Layer 3 - Shadow Model (Iterative Trajectory Re-generation)

Before any interaction with the target model, the full dialogue trajectory is generated inside a Shadow Model - a complete synthetic sequence from U₁ to the final escalation goal. Interaction with the target model then proceeds iteratively:

Send U₁ from the Shadow Model → receive A₁ from the target model.
Fix (U₁, A₁) as the escalated prefix - the grounded portion of the trajectory.
Discard the remaining Shadow Model tail; re-generate the full remaining trajectory from (U₁, A₁), preserving the escalation goal.
Send U₂ → receive A₂ → extend the escalated prefix → repeat.

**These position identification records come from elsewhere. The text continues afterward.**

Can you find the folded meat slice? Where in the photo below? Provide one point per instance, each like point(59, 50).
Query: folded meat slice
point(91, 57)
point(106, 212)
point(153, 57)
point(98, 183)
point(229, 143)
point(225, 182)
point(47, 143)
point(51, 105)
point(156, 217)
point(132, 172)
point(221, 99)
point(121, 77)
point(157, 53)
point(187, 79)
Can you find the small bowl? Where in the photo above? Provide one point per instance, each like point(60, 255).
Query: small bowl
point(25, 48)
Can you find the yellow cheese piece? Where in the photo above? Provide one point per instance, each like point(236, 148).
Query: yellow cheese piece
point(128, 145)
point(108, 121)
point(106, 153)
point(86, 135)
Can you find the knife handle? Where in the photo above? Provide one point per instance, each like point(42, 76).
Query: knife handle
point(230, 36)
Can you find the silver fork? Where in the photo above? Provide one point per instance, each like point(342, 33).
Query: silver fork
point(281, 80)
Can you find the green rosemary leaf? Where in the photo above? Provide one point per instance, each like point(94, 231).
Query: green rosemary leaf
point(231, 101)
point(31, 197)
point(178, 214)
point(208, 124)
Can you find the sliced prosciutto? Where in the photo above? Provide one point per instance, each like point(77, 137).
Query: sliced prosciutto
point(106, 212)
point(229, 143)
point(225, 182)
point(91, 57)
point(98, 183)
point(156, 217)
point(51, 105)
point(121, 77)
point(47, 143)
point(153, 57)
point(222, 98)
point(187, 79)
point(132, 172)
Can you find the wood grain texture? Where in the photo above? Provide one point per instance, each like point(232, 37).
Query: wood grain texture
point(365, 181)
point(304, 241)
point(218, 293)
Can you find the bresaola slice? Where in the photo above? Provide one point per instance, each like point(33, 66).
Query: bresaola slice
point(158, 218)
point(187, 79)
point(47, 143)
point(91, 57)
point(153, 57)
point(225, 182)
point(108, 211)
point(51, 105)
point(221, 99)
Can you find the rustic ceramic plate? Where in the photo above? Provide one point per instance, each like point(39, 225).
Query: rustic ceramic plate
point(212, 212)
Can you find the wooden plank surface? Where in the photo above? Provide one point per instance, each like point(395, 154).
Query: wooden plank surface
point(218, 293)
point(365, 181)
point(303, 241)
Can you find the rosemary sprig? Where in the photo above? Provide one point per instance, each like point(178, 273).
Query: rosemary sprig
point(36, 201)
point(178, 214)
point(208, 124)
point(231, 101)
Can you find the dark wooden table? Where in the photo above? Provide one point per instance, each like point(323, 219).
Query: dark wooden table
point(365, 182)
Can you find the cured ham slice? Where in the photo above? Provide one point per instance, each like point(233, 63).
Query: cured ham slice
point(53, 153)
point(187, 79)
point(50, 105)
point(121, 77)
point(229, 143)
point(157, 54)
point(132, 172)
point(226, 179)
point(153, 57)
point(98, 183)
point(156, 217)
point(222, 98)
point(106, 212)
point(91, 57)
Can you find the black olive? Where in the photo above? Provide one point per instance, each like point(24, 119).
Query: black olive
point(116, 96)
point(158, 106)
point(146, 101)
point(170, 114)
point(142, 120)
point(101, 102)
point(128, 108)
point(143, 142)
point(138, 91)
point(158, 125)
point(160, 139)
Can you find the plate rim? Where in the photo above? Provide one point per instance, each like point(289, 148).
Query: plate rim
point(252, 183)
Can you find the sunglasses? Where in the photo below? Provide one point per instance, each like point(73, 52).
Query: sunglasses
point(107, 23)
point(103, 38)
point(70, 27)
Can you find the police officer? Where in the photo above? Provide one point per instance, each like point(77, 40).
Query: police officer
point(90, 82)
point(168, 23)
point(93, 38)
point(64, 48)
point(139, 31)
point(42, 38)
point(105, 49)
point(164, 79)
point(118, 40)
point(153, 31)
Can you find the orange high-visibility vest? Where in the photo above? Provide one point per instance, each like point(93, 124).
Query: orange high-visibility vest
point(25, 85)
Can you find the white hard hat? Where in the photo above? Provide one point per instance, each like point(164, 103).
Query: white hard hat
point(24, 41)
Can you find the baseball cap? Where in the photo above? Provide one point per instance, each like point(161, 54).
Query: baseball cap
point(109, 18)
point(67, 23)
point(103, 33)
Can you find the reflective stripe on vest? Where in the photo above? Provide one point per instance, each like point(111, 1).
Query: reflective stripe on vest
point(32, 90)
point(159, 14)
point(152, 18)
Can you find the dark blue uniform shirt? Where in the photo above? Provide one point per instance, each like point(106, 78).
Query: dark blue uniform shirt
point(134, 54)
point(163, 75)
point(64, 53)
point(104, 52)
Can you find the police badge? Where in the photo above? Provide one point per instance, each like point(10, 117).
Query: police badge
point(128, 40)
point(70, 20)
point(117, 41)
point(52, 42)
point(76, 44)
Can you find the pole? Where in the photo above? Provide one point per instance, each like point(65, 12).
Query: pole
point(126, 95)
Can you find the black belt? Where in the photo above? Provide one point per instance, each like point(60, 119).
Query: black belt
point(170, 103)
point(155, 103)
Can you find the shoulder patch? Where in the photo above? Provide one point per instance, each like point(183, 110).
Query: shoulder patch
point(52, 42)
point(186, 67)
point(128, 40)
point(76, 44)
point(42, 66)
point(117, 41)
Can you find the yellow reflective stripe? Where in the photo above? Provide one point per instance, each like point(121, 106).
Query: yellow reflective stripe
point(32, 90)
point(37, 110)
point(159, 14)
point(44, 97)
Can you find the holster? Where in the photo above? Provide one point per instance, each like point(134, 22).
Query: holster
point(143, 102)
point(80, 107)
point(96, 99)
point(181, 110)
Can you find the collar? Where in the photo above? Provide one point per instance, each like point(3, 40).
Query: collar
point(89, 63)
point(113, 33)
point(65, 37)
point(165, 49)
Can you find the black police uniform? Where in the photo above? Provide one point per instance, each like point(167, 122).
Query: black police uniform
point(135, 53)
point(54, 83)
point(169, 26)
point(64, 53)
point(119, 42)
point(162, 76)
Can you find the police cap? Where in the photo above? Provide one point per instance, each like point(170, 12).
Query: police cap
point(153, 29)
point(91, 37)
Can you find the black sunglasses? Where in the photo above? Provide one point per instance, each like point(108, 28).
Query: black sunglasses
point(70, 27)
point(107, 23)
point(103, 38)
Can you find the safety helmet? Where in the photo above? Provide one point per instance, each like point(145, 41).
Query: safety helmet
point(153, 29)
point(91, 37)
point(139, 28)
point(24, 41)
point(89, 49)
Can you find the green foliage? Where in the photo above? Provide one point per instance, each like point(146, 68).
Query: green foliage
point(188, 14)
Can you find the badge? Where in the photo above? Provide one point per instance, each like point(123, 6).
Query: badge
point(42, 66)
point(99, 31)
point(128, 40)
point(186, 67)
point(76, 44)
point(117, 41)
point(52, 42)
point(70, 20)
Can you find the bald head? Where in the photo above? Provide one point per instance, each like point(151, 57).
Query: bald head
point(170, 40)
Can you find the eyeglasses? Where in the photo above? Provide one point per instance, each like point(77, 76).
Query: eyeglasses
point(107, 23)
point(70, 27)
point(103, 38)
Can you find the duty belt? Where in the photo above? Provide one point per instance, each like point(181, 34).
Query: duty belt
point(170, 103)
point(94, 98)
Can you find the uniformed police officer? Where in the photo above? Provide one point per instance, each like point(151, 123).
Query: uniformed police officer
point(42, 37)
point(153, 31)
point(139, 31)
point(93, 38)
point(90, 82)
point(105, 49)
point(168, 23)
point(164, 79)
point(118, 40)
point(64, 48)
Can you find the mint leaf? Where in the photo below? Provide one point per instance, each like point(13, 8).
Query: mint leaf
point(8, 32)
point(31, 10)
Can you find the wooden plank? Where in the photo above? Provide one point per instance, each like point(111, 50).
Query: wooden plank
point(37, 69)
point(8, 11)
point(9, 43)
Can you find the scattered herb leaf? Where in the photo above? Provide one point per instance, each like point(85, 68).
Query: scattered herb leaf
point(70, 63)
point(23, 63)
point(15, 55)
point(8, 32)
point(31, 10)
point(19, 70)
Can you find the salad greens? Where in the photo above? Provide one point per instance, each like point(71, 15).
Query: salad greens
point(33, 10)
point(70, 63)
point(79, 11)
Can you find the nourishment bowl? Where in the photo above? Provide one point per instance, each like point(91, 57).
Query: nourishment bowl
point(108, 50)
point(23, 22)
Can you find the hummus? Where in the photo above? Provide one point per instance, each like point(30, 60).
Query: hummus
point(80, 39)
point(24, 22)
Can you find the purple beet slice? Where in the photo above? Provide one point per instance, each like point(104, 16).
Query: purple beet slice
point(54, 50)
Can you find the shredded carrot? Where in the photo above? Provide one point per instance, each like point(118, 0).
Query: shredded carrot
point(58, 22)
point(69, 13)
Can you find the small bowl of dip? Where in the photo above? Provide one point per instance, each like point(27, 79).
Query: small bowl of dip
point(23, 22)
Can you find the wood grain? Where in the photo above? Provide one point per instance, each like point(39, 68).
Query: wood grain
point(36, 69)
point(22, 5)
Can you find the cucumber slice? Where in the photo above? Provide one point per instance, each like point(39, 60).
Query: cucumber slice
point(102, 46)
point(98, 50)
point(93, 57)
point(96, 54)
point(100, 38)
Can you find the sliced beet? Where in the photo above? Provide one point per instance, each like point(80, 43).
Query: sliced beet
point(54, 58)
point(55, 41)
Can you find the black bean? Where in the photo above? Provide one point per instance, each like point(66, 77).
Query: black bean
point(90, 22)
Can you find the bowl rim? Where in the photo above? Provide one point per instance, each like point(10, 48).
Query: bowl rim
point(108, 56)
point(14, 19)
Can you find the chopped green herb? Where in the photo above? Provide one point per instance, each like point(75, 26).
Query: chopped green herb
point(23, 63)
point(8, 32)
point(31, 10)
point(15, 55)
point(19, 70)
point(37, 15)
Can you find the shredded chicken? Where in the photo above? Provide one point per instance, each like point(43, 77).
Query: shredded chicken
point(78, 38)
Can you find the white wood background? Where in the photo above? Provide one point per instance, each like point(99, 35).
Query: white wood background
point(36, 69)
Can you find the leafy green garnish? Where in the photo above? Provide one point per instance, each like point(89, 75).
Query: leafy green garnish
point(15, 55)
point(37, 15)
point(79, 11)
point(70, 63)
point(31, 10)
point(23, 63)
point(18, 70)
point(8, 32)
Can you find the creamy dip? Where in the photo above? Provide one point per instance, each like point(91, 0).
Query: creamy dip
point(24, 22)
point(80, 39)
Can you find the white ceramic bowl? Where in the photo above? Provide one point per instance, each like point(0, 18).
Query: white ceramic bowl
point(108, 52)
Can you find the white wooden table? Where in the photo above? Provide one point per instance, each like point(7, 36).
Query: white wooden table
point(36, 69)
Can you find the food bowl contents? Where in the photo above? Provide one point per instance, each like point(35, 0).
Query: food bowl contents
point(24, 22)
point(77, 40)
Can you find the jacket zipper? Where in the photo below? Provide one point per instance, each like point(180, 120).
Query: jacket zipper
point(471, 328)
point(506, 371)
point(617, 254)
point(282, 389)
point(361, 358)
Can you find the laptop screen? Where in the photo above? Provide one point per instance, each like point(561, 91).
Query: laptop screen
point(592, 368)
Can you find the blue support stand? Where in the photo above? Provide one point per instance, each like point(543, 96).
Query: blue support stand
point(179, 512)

At each iteration, the escalated prefix grows by one exchange. The tail is re-generated from scratch, conditioned on what the target model actually said - not on what the Shadow Model predicted. This maximises the probability of reaching the specified target behaviour.

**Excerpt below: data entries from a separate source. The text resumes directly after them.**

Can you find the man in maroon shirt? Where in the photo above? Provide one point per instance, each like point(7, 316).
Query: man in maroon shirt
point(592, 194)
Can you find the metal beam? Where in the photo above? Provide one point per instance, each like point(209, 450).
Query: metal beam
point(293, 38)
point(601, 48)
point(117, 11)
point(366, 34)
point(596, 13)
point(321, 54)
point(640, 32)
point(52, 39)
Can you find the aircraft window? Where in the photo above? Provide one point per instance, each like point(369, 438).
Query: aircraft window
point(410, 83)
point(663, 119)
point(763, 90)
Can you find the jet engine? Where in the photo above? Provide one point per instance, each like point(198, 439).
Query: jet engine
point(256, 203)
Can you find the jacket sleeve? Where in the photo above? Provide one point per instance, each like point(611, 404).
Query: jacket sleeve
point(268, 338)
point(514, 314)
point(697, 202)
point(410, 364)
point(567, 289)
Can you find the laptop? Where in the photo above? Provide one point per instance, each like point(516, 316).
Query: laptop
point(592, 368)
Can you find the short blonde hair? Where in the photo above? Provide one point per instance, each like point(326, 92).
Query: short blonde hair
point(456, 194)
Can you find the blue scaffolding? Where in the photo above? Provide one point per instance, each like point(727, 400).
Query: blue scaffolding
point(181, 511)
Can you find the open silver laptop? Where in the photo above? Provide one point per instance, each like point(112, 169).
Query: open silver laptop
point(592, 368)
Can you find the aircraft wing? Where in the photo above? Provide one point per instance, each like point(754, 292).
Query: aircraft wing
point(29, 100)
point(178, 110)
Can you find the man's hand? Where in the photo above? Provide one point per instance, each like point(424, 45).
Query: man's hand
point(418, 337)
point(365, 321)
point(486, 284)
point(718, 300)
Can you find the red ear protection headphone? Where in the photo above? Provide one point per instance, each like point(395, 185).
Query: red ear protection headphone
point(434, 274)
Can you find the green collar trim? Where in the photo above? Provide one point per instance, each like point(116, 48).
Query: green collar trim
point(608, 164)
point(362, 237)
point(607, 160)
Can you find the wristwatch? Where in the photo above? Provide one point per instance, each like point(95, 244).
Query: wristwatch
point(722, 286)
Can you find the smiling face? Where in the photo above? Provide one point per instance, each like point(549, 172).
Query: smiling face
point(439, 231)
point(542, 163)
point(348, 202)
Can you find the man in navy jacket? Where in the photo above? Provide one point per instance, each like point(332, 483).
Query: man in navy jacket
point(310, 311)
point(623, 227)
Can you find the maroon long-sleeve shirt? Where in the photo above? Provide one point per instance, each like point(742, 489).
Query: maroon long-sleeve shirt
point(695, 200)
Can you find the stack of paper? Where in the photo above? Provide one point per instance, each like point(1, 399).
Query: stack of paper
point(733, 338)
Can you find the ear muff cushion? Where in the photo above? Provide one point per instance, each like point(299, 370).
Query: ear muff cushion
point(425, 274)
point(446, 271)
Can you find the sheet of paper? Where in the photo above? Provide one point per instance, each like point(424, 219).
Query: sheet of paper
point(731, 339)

Central hypothesis: the best predictor of a model's responses is the model itself. This is empirically testable via escalation success rate across same-model and cross-model configurations.

Deliverables

Within two months, the project will produce:

Open-source codebase - two-model dialogue generator and cross-model realism verifier.
Open benchmark dataset - annotated adversarial dialogues for evaluating empathetic safety failures.
Alignment Forum sequence - detailing the notational system, pipeline architecture, and empirical results comparing notation-guided vs. natural-language prompt stability.

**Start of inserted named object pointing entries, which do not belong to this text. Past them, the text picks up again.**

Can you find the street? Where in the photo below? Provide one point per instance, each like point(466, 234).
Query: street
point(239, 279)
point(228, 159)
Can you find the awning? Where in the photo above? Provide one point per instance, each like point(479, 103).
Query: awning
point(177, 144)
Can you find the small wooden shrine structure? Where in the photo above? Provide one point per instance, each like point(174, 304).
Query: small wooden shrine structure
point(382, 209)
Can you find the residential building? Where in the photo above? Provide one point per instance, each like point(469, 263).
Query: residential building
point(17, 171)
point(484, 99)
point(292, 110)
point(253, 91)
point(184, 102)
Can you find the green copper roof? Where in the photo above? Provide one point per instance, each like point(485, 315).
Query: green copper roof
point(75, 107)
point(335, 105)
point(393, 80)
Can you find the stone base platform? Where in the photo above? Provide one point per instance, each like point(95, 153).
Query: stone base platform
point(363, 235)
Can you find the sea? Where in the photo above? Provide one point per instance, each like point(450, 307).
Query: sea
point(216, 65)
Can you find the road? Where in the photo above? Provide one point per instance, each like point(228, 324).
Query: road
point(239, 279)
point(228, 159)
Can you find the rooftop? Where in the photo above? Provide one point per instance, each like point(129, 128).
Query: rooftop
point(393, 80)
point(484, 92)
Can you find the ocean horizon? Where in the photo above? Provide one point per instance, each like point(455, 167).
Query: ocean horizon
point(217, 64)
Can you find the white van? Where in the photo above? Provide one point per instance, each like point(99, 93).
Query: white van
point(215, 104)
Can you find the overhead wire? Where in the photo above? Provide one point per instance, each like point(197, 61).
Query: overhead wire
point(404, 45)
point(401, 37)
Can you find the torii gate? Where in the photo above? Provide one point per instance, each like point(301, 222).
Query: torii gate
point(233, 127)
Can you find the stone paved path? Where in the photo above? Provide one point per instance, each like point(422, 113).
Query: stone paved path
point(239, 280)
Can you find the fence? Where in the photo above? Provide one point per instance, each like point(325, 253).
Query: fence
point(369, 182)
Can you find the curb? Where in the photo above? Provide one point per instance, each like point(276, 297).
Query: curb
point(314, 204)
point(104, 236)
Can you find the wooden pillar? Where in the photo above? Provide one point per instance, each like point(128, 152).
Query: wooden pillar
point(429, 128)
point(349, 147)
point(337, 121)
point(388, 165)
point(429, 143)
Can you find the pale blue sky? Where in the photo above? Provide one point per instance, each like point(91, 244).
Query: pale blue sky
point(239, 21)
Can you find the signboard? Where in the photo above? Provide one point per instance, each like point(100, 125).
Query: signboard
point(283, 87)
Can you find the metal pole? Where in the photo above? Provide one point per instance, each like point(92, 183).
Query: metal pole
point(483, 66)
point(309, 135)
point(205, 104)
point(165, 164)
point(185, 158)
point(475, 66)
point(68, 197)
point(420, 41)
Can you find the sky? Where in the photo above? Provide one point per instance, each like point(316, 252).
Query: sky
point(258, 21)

The theoretical foundation, notational framework, and dual-model pipeline architecture are already designed and documented. Quantitative evaluation and codebase refinement are the primary deliverables of this grant.

Formal Notation & Automatic Red-teaming

Mirror Labyrinth Paper

Positional Matching

Unfaithful CoT and Taxonomy

L-C Fusion Algorithm Documentation

Red-teaming LLM-on-LLM

Timeline

Month 1 - Build

Week 1-2: Notation & Generator

Finalize the formal notation alphabet and typing rules
Implement the Generator LLM: prompt templates, notational trajectory input, turn-by-turn output
Basic end-to-end test: generate a 5-turn dialogue from a notation sequence

Week 3: Detector & Annealing

Implement the Detector LLM: realism scoring, structured feedback loop
Integrate temperature annealing across turns
First closed-loop Generator/Detector run

Week 4: Shadow Model

Implement iterative trajectory re-generation
Escalated prefix logic: fix, discard tail, re-generate
First end-to-end Shadow Model run against a target model

Month 2 - Evaluate & Write

Week 5-6: Experiments

Same-model vs. cross-model escalation success rate
Notation-guided vs. natural language prompt stability comparison
Collect and annotate adversarial dialogue dataset

Week 7: Codebase & Dataset

Clean and document open-source codebase
Prepare open dataset for release

Week 8: Paper

Write Alignment Forum sequence
Final review

Budget

Total: $2,000

API & Compute - $250

Pipeline parameters: 10 turns/dialogue 3 API calls/turn (Generator, Detector, Shadow Model tail regeneration) * ~2,000 input tokens + ~500 output tokens per call
Development & debugging (~$50): ~500 full dialogue trajectories at ~$0.10/run using high-throughput, low-cost models (Claude Haiku, Gemini Flash)
Evaluation & benchmarking (~$150): ~200 evaluation trajectories at ~$0.75/run across same-model and cross-model configurations using frontier models (Claude Sonnet, Gemini Pro)
Compute buffer (~$50): exploratory testing, extended context windows in late-stage dialogues, rate-limit adjustments

Researcher Stipend - $1,750

Covers dedicated research time over the two-month period: pipeline engineering, codebase publication, dataset curation, and drafting the final Alignment Forum sequence.

Researcher Background

I first documented and analysed the Mirror Labyrinth / Lexico-Conceptual Fusion phenomenon - where models legitimise suicidal ideation in ordinary empathetic conversations without explicit jailbreaking. The research agenda addressed here was constructed directly from those empirical findings.

AISC alumnus. MATS Stage 2, Anthropic Empirical Track.